Recently, we were touring the Lexington Mine Hoist House when someone looking at a control panel asked, “What is a Lilly?” I was happy to say that I knew exactly what it was thanks to Dorothy McBride, William J. Lilly’s great-niece. They were referring to the Lilly Controller that was still in the hoist house. The Lilly Controller was invented by William because of the dangers of deep-shaft mining. At one time, there was no way to control or stop the speed of the mechanism that ran the cages, and the safety of the miners was completely reliant on the dexterity of the man running the hoist, so the Lilly Controller was born.

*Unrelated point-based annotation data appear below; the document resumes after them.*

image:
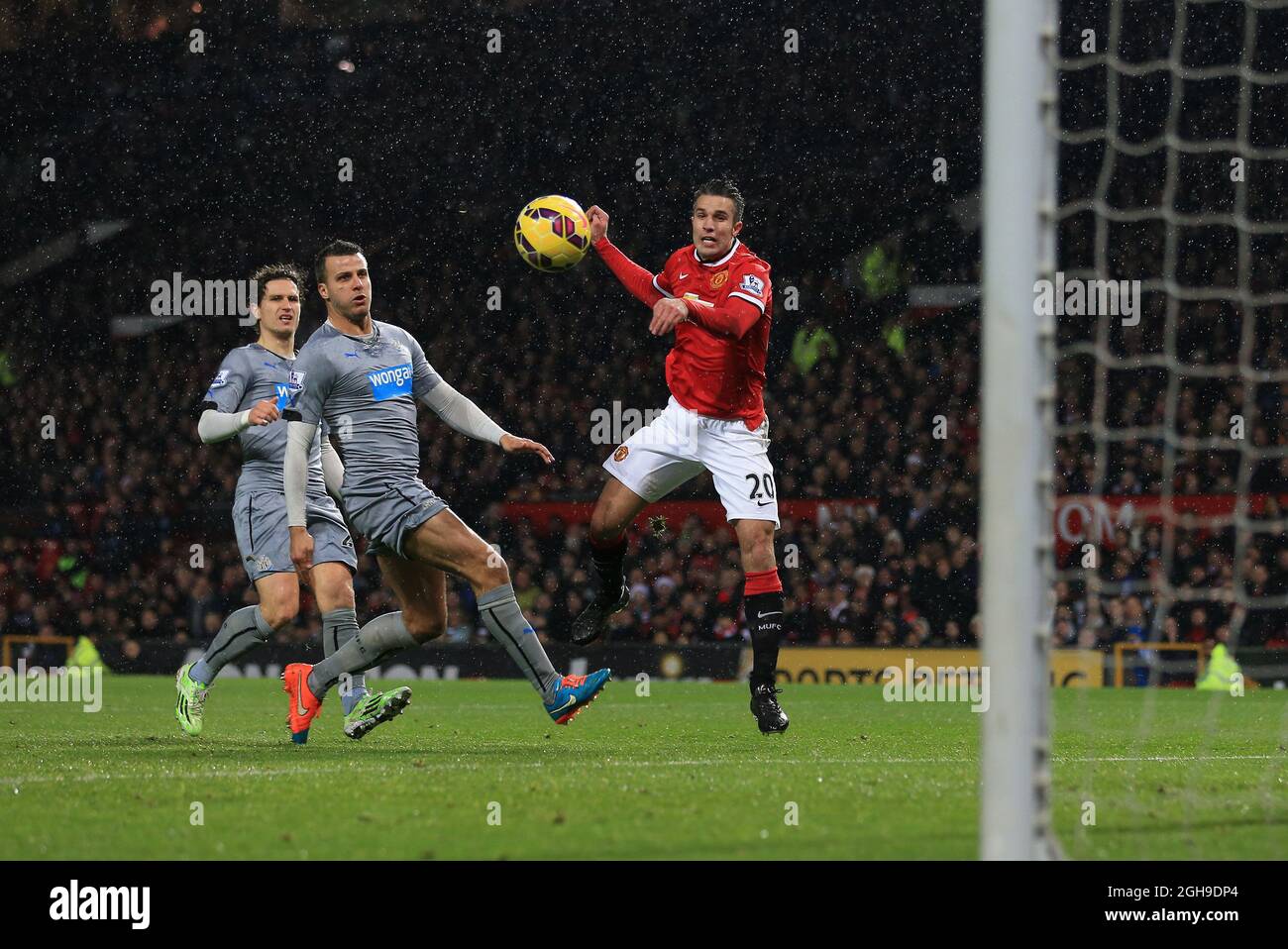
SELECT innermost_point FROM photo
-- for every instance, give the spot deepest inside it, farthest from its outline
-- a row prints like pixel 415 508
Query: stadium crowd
pixel 117 523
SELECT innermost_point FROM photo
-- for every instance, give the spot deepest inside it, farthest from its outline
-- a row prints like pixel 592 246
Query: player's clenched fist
pixel 668 313
pixel 513 443
pixel 301 551
pixel 597 223
pixel 265 412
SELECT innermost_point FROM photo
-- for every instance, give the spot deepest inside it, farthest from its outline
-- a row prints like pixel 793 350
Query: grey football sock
pixel 375 641
pixel 338 627
pixel 244 630
pixel 503 619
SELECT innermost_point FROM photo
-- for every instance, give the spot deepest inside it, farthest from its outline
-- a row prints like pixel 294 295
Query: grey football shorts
pixel 390 515
pixel 265 540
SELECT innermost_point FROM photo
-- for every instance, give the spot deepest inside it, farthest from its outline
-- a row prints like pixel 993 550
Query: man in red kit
pixel 715 295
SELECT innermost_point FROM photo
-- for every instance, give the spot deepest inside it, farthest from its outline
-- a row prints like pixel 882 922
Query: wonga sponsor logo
pixel 391 382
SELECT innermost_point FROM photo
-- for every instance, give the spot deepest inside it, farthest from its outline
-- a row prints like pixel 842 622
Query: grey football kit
pixel 366 389
pixel 249 374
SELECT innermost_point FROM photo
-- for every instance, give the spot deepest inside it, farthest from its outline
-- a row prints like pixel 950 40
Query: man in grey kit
pixel 254 385
pixel 364 377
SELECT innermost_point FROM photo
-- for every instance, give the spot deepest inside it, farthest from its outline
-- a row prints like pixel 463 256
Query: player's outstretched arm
pixel 631 275
pixel 462 415
pixel 733 320
pixel 219 426
pixel 295 476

Lilly was born in Goss Moor, Cornwall in 1859 to a mining family. His father Richard, brothers Robert and John, as well as his sister Annie, came with him to the U.S. All of them lived in Butte at one time or another, and all but Annie worked in the Butte mine machine shops. Dorothy’s great-uncle had a mining career that took him from the Upper Peninsula of Michigan, South Dakota, Mexico, then finally to Butte, Montana. So he had witnessed first-hand the dangers that faced miners. Dorothy shared with us that William patented a throttle valve on March 7, 1911, and kept experimenting. By 1913, he had a mechanism called a hoist regulator. It became the Lilly Hoisting Engine Controller in 1914, and he got a patent on it in 1915. The device was simple, small and would shut off the hoist if it got away or went too fast. It was adopted throughout the Anaconda Company, and then at the Homestake Mine in South Dakota. By 1969, the Lilly Controller could be found on any mine hoist in the world.
Dorothy went on to tell us that Henry Logan, a friend of William’s, eventually took over the management of the device and redesigned it to adapt to technological changes in mining and hoists. Today it is known as the Logan/Lilly Controller. We spoke with a mining engineer who was very familiar with the Controller, and he marveled at its simple, yet greatly effective design.
In addition to the Controller, William also invented the Lilly Lettergraph, which was a device that helped people with their penmanship. Thanks to Dorothy, we now have one in our Archive. William Lilly was a man of many talents, and in addition to being an inventor, he was also a machinist, electrician, penman, and poet. He passed away in 1945.